Reirte en la sobriedad. Maldecir cuando sintás ganas de hacerlo. Ser amable sin estar enamorada. Darte placer cada vez que se te antoje sin sentirte culpable. Verte al espejo desnuda y admirar tu belleza con vos y con nadie más.

Comprar ese vestido que te queda perfecto -o al menos así te hace sentir-.
Decir no. Alejarte de lo que hace daño. No alimentar un chisme. Ganarte el respeto de la gente que no te soporta.

Usar la falda más corta del closet y caminar frente a la mirada de los cavernícolas, de los oprimidos, de las señoras del Siglo XX, de los envidiosos, de los pervertidos o de los simples espectadores que ven sin mirar. Mostrar lo que querés mostrar sólo porque sí y sin que te importe lo que digan.

Ser libre es la habilidad de coleccionar los orgasmos más memorables y descartar los malos ratos.

Es pelear por un derecho aunque que sea pequeño o sea imposible. Es alegar sin cansancio cuando alguien invade tu espacio. Es quedarte callada cuando es necesario. Sí, ca-lla-da. Nunca hubo un acto pro libertad más noble que la prudencia bien planeada.

Es perdonarte todos los días y quererte a vos misma... a pesar de vos.

Platicar con una sola a la hora de la cena para escudriñar los acontecimientos del día. Idear las estrategias más acertadas con la almohada para luego despertar por la mañana y empezar el día con el manual de la espontaneidad.

Caminar, andar por la calle tranquila sin miedo a ser asaltada. Caminar,  andar por la vida enamorada sin miedo a ser lastimada.

Dejar ir. Dejarte ir.

Aprender a no apegarse del todo a un alma, a un cuerpo, a una boca, a un olor. Aunque ahí mismo radique el verdadero sentido de la vida, es justo ahí dode está la peor de todas las esclavitudes del ser humano: creer que todo lo que amamos nos pertenece.

El amor sin libertad es sólo una utopía mal vendida por un sistema de malcogidos que ven al sexo como la vía más efectiva para estar felices.

Cuando se ama, no se pierde la libertad, sólo se comparte en pedazos. De poco a poquito. Sin prisas. Sin miedos absurdos.

La libertad es tan inmensa pero puede caber fácilmente en una copa de vino servida a media noche. Es mezquina pero la encontrás bien fácil en un beso del hombre que te gusta, en un chubasco de noviembre, en una cama sin par. En un exquisito plato de mangos.

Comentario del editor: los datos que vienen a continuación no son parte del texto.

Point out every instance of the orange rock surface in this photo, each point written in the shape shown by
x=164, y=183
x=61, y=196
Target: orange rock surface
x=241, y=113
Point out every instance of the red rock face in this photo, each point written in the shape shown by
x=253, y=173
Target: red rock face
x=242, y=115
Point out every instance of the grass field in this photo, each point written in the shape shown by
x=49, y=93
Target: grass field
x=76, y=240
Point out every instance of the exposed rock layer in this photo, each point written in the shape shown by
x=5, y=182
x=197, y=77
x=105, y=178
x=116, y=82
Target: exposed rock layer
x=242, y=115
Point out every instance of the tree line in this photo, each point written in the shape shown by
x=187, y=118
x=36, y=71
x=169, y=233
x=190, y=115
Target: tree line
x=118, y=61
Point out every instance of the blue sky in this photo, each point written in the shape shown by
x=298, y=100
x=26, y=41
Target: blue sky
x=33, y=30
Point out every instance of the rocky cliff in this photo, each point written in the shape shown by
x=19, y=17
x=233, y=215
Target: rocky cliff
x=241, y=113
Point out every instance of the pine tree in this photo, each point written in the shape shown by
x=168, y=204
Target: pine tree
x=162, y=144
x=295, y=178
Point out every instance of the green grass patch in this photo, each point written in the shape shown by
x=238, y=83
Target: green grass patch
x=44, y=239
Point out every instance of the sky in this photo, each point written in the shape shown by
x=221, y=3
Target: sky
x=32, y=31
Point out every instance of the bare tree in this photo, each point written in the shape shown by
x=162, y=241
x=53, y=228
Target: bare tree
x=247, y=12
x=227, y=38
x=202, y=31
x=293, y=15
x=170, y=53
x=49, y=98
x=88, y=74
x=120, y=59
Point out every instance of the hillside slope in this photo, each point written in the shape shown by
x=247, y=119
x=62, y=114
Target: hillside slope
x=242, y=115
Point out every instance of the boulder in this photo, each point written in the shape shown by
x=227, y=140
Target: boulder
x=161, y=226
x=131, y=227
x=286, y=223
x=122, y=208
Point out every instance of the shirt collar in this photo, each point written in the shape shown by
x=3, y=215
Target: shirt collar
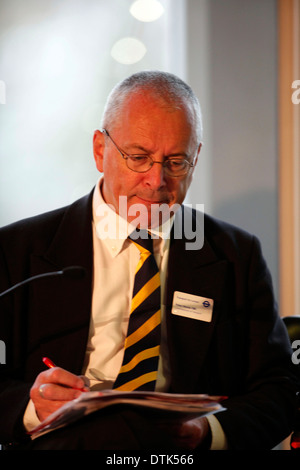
x=113, y=230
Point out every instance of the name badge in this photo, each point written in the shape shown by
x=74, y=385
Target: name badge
x=192, y=306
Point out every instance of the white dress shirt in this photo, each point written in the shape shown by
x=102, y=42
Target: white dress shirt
x=115, y=260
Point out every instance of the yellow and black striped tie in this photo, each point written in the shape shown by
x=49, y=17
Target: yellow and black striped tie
x=140, y=363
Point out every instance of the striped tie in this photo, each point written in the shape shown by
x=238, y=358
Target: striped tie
x=140, y=363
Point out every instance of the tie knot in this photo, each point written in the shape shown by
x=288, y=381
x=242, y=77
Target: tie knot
x=143, y=239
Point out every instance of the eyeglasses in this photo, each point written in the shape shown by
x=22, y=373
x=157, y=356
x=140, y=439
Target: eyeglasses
x=173, y=167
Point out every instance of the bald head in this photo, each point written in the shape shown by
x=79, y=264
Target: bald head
x=167, y=90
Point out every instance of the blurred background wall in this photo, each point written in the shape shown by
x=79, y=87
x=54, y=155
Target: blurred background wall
x=59, y=59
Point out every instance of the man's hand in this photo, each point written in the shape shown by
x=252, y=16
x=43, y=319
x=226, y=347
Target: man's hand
x=190, y=434
x=53, y=388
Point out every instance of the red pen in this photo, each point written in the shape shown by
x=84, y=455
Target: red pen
x=50, y=364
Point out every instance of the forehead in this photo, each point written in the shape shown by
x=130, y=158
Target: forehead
x=151, y=117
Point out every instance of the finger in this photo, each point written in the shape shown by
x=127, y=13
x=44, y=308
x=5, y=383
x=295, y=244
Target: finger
x=57, y=375
x=54, y=392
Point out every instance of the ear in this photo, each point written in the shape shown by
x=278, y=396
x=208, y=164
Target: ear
x=198, y=153
x=98, y=148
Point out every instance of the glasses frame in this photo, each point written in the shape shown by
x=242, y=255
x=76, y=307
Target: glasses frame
x=125, y=156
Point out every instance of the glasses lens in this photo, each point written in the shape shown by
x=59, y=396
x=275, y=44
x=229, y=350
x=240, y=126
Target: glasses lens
x=176, y=167
x=139, y=163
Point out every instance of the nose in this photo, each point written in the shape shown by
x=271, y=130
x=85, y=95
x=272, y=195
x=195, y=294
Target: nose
x=155, y=177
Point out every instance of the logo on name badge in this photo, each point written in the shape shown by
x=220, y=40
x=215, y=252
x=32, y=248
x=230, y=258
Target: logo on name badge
x=192, y=306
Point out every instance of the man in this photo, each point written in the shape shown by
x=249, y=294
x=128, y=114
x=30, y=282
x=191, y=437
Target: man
x=147, y=150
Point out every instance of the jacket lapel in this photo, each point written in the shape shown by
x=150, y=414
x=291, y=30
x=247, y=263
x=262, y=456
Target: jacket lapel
x=203, y=274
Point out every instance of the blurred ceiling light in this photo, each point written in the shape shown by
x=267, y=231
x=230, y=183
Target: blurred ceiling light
x=146, y=10
x=128, y=51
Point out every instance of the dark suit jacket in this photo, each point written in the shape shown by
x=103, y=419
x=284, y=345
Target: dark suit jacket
x=242, y=353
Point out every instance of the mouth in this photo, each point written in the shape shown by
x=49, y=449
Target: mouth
x=152, y=201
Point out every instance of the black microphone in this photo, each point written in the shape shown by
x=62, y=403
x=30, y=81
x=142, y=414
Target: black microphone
x=72, y=272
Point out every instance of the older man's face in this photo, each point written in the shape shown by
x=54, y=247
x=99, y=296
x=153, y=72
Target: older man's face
x=146, y=126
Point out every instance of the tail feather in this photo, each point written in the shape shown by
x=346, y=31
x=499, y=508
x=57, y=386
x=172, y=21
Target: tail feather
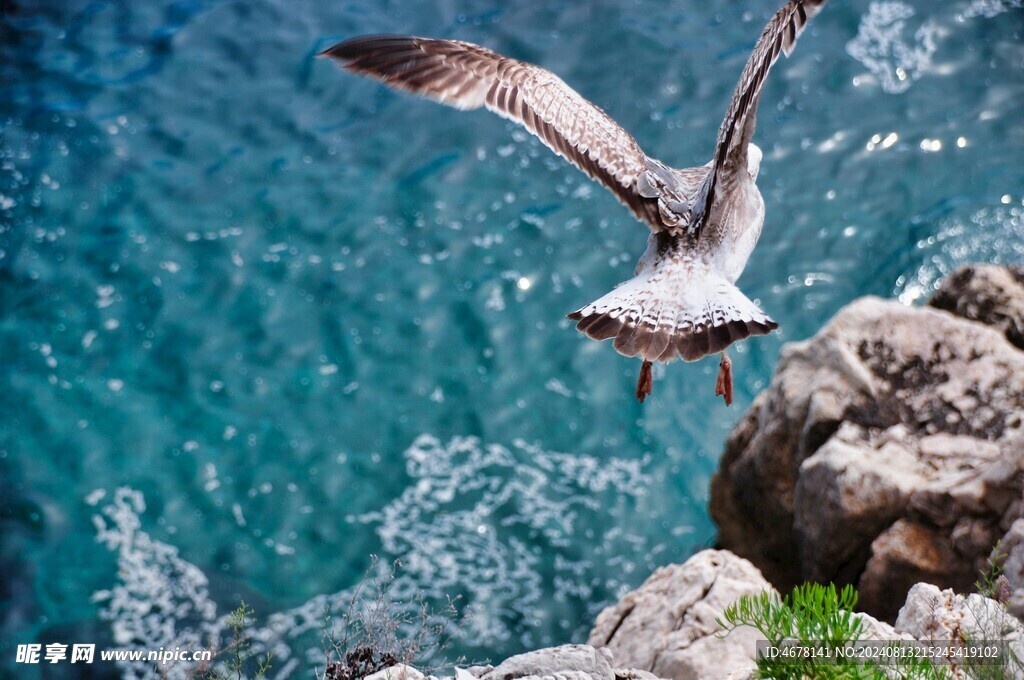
x=701, y=317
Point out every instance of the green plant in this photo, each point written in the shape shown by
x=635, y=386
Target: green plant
x=990, y=581
x=377, y=632
x=817, y=622
x=239, y=654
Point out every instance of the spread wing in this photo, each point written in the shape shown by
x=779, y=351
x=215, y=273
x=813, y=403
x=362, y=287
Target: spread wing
x=467, y=76
x=737, y=128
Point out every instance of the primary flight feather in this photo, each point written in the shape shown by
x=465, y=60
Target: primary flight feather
x=705, y=221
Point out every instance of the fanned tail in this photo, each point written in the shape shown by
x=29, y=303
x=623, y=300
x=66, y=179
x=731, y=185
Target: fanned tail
x=657, y=319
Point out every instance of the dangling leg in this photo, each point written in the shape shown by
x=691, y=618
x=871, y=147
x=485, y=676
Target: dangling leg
x=645, y=382
x=724, y=386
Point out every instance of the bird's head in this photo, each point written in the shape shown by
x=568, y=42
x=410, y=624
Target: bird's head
x=753, y=161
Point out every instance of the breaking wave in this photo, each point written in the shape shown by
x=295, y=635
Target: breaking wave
x=499, y=526
x=884, y=46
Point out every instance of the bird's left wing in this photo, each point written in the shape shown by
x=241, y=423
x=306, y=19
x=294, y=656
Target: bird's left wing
x=733, y=136
x=467, y=76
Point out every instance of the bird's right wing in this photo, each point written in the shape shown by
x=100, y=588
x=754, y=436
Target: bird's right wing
x=733, y=136
x=467, y=76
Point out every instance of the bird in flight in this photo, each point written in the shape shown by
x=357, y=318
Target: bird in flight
x=704, y=221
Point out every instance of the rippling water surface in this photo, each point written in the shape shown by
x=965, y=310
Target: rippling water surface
x=261, y=319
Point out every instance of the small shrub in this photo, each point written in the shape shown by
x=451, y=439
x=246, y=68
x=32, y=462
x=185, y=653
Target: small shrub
x=238, y=656
x=378, y=632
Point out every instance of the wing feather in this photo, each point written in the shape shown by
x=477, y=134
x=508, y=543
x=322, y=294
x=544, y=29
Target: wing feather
x=779, y=36
x=467, y=76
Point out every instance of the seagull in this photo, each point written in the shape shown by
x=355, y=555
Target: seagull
x=705, y=221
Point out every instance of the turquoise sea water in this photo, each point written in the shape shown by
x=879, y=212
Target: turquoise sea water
x=261, y=319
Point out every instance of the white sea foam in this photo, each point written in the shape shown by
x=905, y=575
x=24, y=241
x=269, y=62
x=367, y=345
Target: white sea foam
x=885, y=48
x=990, y=8
x=476, y=520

Sentir la libertad en todo su esplendor cuando abrazás un árbol y pisas el lodo descalza. Cuando te vas de viaje al país del nunca jamás con boleto de regreso indefinido.

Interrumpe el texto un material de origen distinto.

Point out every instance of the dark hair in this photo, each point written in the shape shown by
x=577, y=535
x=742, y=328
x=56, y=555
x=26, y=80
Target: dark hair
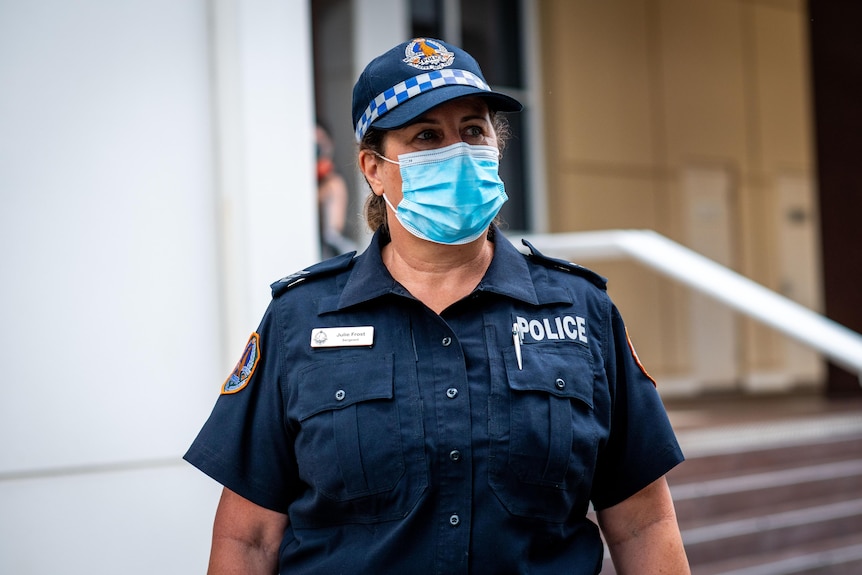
x=375, y=206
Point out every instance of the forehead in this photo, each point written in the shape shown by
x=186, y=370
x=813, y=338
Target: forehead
x=457, y=109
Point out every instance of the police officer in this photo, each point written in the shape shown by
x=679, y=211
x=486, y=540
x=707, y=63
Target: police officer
x=441, y=403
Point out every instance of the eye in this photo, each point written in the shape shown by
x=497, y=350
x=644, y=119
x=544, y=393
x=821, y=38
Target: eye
x=426, y=135
x=474, y=133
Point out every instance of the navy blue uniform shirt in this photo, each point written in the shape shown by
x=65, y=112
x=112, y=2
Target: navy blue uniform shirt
x=428, y=446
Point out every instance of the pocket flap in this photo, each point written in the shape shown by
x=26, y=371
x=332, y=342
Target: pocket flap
x=336, y=384
x=564, y=373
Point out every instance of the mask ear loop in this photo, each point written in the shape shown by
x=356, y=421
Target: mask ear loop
x=385, y=159
x=383, y=195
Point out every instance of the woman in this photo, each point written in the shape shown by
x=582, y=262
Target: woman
x=440, y=403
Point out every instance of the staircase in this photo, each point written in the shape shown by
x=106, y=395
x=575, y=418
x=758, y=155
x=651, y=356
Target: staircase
x=776, y=498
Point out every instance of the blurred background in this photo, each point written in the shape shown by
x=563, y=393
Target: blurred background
x=160, y=165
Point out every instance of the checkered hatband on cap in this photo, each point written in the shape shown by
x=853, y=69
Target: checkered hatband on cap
x=403, y=91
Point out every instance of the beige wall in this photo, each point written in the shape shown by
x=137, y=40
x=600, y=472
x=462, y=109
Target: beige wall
x=640, y=95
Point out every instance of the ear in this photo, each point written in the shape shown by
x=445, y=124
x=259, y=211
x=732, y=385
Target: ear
x=370, y=166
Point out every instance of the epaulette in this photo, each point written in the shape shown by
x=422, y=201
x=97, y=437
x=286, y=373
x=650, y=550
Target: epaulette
x=326, y=267
x=563, y=265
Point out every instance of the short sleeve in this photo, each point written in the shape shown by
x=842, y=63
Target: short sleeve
x=244, y=445
x=641, y=446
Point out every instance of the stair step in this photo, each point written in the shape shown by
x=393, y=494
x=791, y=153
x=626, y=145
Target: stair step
x=712, y=462
x=772, y=531
x=726, y=495
x=836, y=557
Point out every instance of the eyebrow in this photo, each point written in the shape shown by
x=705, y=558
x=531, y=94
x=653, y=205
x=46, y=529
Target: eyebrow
x=424, y=119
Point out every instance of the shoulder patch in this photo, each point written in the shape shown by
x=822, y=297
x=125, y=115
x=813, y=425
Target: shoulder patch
x=326, y=267
x=562, y=265
x=637, y=359
x=245, y=367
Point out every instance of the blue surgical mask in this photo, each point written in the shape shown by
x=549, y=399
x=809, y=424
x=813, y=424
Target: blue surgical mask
x=449, y=195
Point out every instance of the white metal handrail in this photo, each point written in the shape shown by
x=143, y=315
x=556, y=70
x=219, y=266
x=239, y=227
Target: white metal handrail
x=840, y=344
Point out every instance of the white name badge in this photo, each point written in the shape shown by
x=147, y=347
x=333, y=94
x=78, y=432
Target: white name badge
x=359, y=336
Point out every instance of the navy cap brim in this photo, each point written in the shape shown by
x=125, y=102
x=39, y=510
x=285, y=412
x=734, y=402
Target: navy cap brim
x=411, y=109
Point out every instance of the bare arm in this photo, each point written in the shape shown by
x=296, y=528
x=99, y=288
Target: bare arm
x=246, y=537
x=643, y=535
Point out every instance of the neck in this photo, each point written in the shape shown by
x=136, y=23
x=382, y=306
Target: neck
x=435, y=274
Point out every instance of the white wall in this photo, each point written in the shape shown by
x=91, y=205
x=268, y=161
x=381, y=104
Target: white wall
x=144, y=212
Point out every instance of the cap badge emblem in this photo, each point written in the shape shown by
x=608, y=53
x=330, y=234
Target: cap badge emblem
x=427, y=54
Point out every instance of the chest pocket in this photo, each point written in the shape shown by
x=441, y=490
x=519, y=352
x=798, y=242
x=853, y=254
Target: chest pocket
x=544, y=439
x=358, y=444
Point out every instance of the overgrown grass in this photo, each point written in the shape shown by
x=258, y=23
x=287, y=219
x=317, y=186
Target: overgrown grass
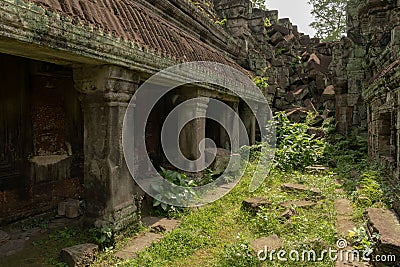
x=218, y=234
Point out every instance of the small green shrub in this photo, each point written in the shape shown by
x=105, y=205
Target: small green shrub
x=261, y=82
x=104, y=237
x=176, y=178
x=296, y=149
x=370, y=190
x=361, y=241
x=239, y=254
x=221, y=22
x=267, y=23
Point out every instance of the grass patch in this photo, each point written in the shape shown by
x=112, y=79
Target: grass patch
x=219, y=234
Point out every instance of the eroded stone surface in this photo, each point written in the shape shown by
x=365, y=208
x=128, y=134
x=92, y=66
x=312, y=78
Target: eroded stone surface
x=138, y=244
x=79, y=255
x=158, y=227
x=162, y=224
x=386, y=223
x=299, y=188
x=298, y=204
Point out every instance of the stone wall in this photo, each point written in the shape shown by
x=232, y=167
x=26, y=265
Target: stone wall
x=295, y=65
x=367, y=79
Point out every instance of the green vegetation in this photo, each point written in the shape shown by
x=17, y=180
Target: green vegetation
x=221, y=22
x=296, y=148
x=330, y=18
x=220, y=233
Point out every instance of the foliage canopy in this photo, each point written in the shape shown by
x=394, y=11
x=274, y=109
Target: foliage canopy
x=330, y=18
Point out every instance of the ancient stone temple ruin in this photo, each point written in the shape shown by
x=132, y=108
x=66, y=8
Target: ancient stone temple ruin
x=69, y=69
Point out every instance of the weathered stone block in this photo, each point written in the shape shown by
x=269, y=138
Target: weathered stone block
x=80, y=255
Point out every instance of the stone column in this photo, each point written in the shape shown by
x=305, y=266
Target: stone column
x=235, y=127
x=110, y=189
x=194, y=131
x=249, y=121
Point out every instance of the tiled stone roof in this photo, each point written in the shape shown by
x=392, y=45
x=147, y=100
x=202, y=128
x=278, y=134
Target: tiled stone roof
x=129, y=20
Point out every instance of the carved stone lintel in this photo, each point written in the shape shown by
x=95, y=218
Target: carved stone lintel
x=106, y=78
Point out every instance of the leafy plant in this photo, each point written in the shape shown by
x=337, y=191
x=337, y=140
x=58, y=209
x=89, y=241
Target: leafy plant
x=267, y=23
x=370, y=190
x=330, y=18
x=261, y=82
x=178, y=179
x=360, y=240
x=104, y=237
x=260, y=4
x=296, y=149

Es llamar a las cosas por su nombre. Tener siempre agua en la ducha y pan fresco en la alacena. Comer toneladas de calorías sin temor a salir rodando. Dejar de depilarte, maquillarte y quemarte el pelo por un buen tiempo. Prestarle tu ombligo a quien se lo merezca. Limpiarse los mocos y hacer de la soledad una fiel aliada con problemas de lenguaje para que no te diga lo que no querés escuchar.

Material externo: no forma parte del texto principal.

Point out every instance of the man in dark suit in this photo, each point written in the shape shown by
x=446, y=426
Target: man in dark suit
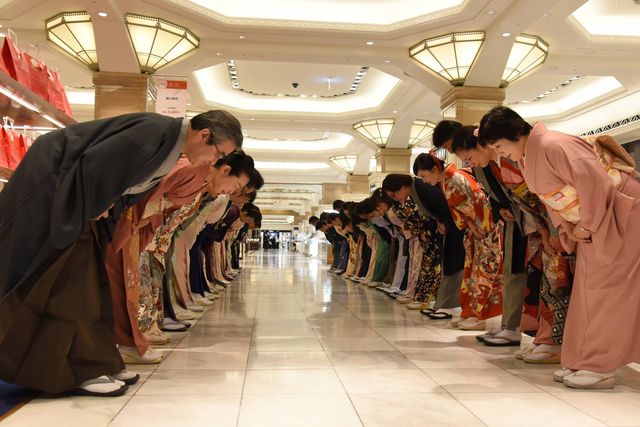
x=53, y=286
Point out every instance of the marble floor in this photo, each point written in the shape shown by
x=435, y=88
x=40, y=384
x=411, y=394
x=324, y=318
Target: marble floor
x=292, y=345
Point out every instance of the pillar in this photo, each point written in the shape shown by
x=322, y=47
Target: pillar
x=358, y=184
x=467, y=105
x=388, y=161
x=331, y=192
x=119, y=93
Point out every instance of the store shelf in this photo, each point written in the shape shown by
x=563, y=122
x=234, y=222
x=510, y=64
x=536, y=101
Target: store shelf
x=27, y=108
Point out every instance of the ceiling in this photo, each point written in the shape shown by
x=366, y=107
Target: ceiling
x=325, y=45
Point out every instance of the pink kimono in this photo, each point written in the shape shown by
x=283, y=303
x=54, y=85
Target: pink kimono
x=133, y=232
x=601, y=332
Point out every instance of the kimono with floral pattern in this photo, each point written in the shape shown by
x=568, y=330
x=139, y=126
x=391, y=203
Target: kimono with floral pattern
x=557, y=278
x=481, y=291
x=421, y=228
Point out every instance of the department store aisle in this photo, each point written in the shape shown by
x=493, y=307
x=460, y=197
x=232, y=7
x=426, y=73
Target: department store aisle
x=292, y=345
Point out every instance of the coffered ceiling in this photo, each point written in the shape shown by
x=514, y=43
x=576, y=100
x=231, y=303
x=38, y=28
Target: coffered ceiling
x=349, y=59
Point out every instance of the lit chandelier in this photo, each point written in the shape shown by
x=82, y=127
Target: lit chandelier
x=527, y=53
x=375, y=130
x=346, y=163
x=158, y=42
x=450, y=55
x=73, y=33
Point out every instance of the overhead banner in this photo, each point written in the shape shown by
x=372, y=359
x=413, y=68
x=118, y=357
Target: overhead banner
x=172, y=97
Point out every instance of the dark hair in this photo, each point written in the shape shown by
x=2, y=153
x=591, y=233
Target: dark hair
x=353, y=214
x=502, y=122
x=426, y=162
x=464, y=139
x=366, y=207
x=248, y=206
x=395, y=181
x=222, y=125
x=255, y=180
x=380, y=196
x=321, y=223
x=251, y=197
x=240, y=163
x=444, y=131
x=332, y=217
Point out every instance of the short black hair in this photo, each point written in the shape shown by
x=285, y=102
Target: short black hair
x=426, y=162
x=240, y=163
x=222, y=125
x=444, y=131
x=464, y=139
x=321, y=223
x=366, y=207
x=380, y=196
x=255, y=180
x=502, y=122
x=395, y=181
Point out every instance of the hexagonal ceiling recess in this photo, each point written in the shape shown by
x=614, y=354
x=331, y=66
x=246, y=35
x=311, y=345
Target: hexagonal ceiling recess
x=268, y=80
x=369, y=15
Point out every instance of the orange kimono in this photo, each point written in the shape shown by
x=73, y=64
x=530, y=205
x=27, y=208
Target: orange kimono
x=481, y=292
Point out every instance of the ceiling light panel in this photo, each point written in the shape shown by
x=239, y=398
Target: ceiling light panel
x=333, y=141
x=217, y=92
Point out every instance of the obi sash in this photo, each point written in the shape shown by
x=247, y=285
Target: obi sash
x=613, y=158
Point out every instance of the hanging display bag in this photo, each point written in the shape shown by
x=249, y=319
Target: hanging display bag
x=39, y=80
x=4, y=150
x=15, y=61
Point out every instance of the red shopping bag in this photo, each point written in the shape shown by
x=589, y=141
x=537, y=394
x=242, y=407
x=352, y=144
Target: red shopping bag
x=4, y=150
x=15, y=62
x=63, y=95
x=16, y=148
x=39, y=80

Creer en Khrishna, Alá, Yavé o Zeus. Tomarlo descafeinado o con azúcar morena. Las vaginas, los penes o tu mano. Tener la osadía y la inteligencia suficiente para decidir el rumbo sin ver a los lados.

Coquetearle a todos y no permitir que te toque ninguno.

Ahorrar dinero y gastarlo en lo que te de la puta gana. Llorar para no perder la costumbre. Valorar tu oficio sin que se vuelva un ogro insoportable. Defender tus puntos, tus costumbres, tus raíces, tus pensamientos por muy arcaicos que sean. Pelear por las cosas que de verdad importan. Ser vos aunque los otros te pinten distinto.

Pero hablar de libertades en una sociedad donde te matan por pensar diferente es como tener un hermoso iglú en alguna playa del caribe. -Simplemente no concuerda-.  Sin embargo, no quita el hecho de que creerse libre va más allá de renegar todo el día por vivir en un mundo que se va al carajo.

Hay luchas que no terminarán ni con el fin de la vida. Pero dentro de lo injusto, dentro de lo que realmente duele, siempre estará ese pequeño respiro. Esa necesidad y esa rebeldía de palpar esa libertad y no permitir jamás que alguien te diga lo contrario.

Sí. Es verdad que nos pasamos la vida convenciéndonos de que somos libres porque el mundo ficticio es menos doloroso que el real.

Ser libre tampoco significa perder la cordura. La búsqueda de la libertad será siempre la batalla más importante de todas. Y esta comienza en una mala hierba bien plantada en el cerebro y es hasta una obligación mantenerla latente hasta que cerremos los ojos para siempre.